Zusätzlich hast du in dem Jar ModLoader noch sämtliche Interfaces, die du brauchst um die Schnittstellen mit dem Hauptjar zu vereinbaren (gibt es Mods, die von selbst laufen, müssen sie mit in die GameLoop des Spiels etc.)

Wenn du mit der Java API arbeitest, dann machst du nichts Anderes, als Methoden einer schon compilierten .jar aufzurufen und deren Klassen zu verwenden.


----------



## JavaGamer (16. Jun 2014)

Gucky hat gesagt.:


> Ich verstehe nicht sooo viel von Plugins aber das, was ich verstanden habe, ist, dass dein Hauptjar die Mods einlesen muss oder sie zumindest in dem Hauptjar ankommen müssen, sodass es damit arbeiten kann. Dann müsste das Hauptjar im zweiten .jar die Methode
> 
> 
> 
> ...



A: Ich arbeite mit der Java API (also ganz normalem Java und Java2D).
B: Und wie stelle ich es an, dass die ModLoader.jar die Mods einliest und so an die Game.jar weitergibt, dass diese damit arbeiten kann? (Man könnte es ja so machen, dass die ModLoader.jar die Game.jar startet und alles übergibt aber bloß wie?)
C: Wie findet die ModLoader.jar die Main-Klasse des Mods um diese zu laden und dann alles an die Game.jar weiter zu geben, also dass diese z.B. die Main-Klasse lädt und dann alles andere gleich mit übergeben wird und jenachdem in welcher Methode es drin ist, an der entsprechenden Stelle zu laden (macht ja kein Sinn, wenn man z.B. mehrere neue Levels mit nem Mod hat und alle geladen werden obwohl du vielleicht net mal alle schaffst und somit schon vorher aufhörst...)


----------



## Gucky (16. Jun 2014)

ModLoader holt sich von der Hauptjar das Verzeichnis, in dem die Mods stehen und guckt dort nach, ob dort Mods vorhanden sind. Dann guckt ModLoader nach, ob dort eine Klasse zu finden ist, die eines der Mod-Interfaces implementiert. Wenn ja, ruft es die passenden Methoden, um Informationen über das Hauptjar auszutauschen und die Mod lauffähig machen.


----------



## JavaGamer (17. Jun 2014)

Gucky hat gesagt.:


> ModLoader holt sich von der Hauptjar das Verzeichnis, in dem die Mods stehen und guckt dort nach, ob dort Mods vorhanden sind. Dann guckt ModLoader nach, ob dort eine Klasse zu finden ist, die eines der Mod-Interfaces implementiert. Wenn ja, ruft es die passenden Methoden, um Informationen über das Hauptjar auszutauschen und die Mod lauffähig machen.

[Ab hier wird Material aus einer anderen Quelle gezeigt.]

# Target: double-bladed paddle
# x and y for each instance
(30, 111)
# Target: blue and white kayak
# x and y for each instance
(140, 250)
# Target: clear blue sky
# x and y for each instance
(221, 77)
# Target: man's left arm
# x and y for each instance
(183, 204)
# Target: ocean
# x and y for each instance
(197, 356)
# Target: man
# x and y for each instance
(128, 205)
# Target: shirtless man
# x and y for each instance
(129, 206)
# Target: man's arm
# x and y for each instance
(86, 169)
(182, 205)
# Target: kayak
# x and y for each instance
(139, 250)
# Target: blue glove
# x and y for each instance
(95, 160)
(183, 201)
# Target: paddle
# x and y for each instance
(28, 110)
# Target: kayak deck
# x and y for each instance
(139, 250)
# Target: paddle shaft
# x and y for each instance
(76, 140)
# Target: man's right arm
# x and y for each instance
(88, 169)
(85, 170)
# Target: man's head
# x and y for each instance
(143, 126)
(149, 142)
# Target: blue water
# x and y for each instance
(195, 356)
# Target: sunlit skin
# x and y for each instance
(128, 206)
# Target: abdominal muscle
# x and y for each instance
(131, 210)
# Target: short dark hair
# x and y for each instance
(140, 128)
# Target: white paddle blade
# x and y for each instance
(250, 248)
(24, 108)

Ok, also ich habe jetzt soweit den ModLoader fertig, dass er weiss wie die Main-Klasse eines Mods aussieht, nur wie bringe ich ihn jetzt dazu diese zu suchen in der Mod.jar und alles in die Game.jar reinzupacken, also das zu kombinieren, den ModCode und den GameCode und dann das Game zu starten?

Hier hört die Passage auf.